For the training and evaluation of their model, the researchers used a total of 17 million histological images from 5,423 cases. “We compared various technical approaches and our best model detected with a high degree of reliability a broad range of rarer pathologies of the stomach and colon, including rare primary or metastasizing cancers. To our knowledge, no other published AI tool is capable of doing this,” says Müller. Using heatmaps, moreover, the AI can indicate in color the position of anomalies in the tissue section.
Significantly easing the diagnosis workload
By identifying normal findings and frequent diseases and detecting anomalies, the new AI model, which will be further improved over time, could provide critical support to doctors. Although the identified diseases still need to be confirmed by pathologists, “doctors can save a lot of time, because normal findings and a certain proportion of the diseases can be automatically diagnosed by AI. This applies to around a quarter to a third of cases,” says Klauschen. “And in the remaining cases, AI can facilitate case prioritization and reduce missed diagnoses. This would represent huge progress.”

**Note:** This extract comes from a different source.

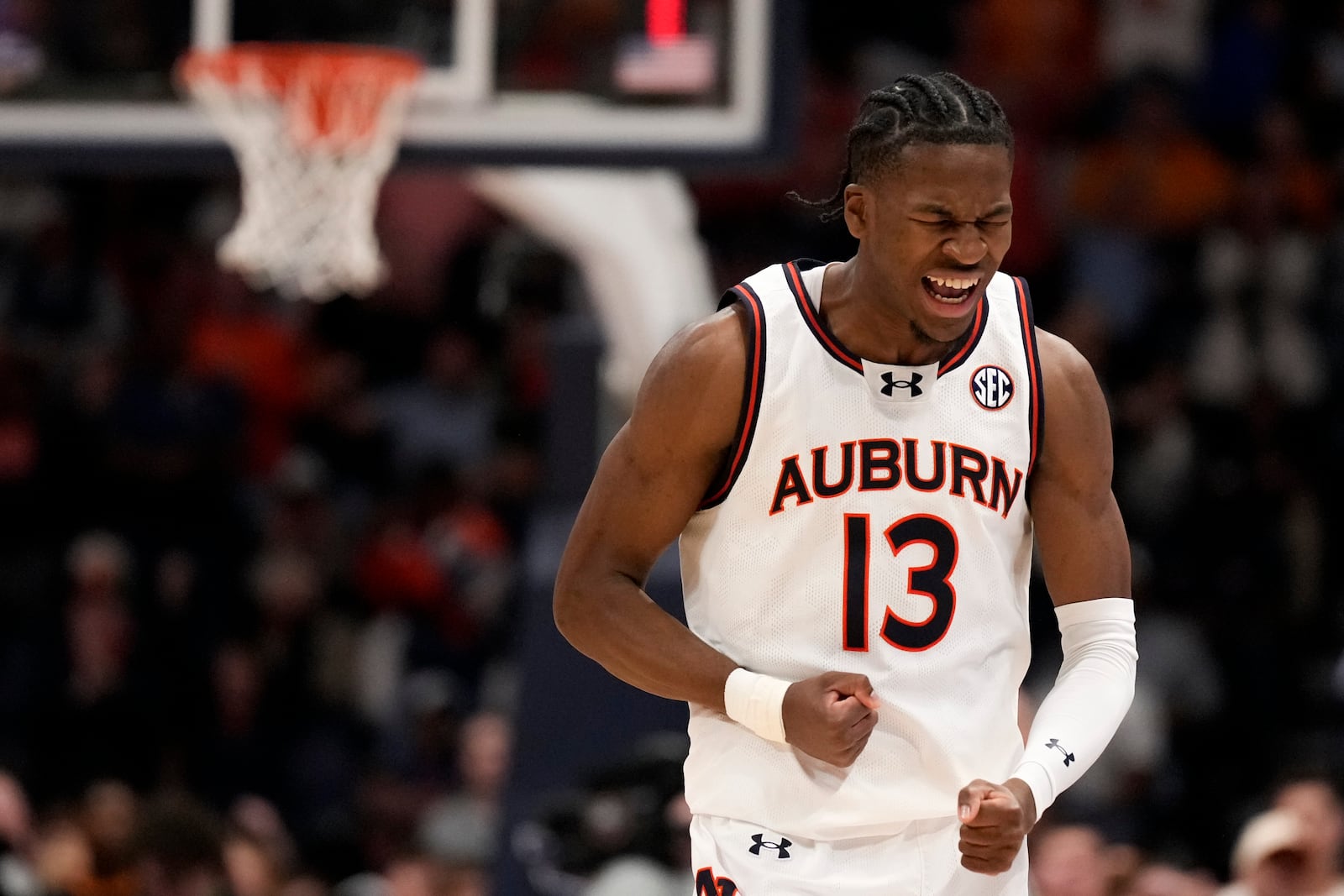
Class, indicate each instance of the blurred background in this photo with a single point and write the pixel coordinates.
(275, 574)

Publication: J. Dippel & N. Prenißl et al.: AI-based Anomaly Detection for Clinical-Grade Histopathological Diagnostics. NEJM AI 2024
Clinical Use Case and Overview of Anomaly Detection Approach
Panel A shows how our anomaly detection approach can support pathologists in the routine diagnostic workflow by detecting abnormal cases and highlighting corresponding abnormal tissue regions. It may enable automated workflows in the future.
Panel B shows how the outlier exposure model is trained by exposing and separating patches of frequently found (“normal”) tissue patterns in colon and stomach biopsies from diverse patches of other tissue types (e.g., small intestine, lung, liver, prostate, breast). Through this exposure, the model learns the specific features of frequent colon and stomach findings, enclosing them within a compact decision boundary, thereby enabling the detection of anomalies as data points falling outside of this boundary. The model thus trained using “auxiliary patches” is subsequently able to generalize relevant anomalous findings in colon and stomach tissue.
Panel C shows how, during inference, the anomaly score for each patch of a slide is computed and the scores aggregated. This approach provides the pathologist with a slide anomaly score and a heatmap of anomalous regions. AI denotes artificial intelligence; and CNN, convolutional neural network.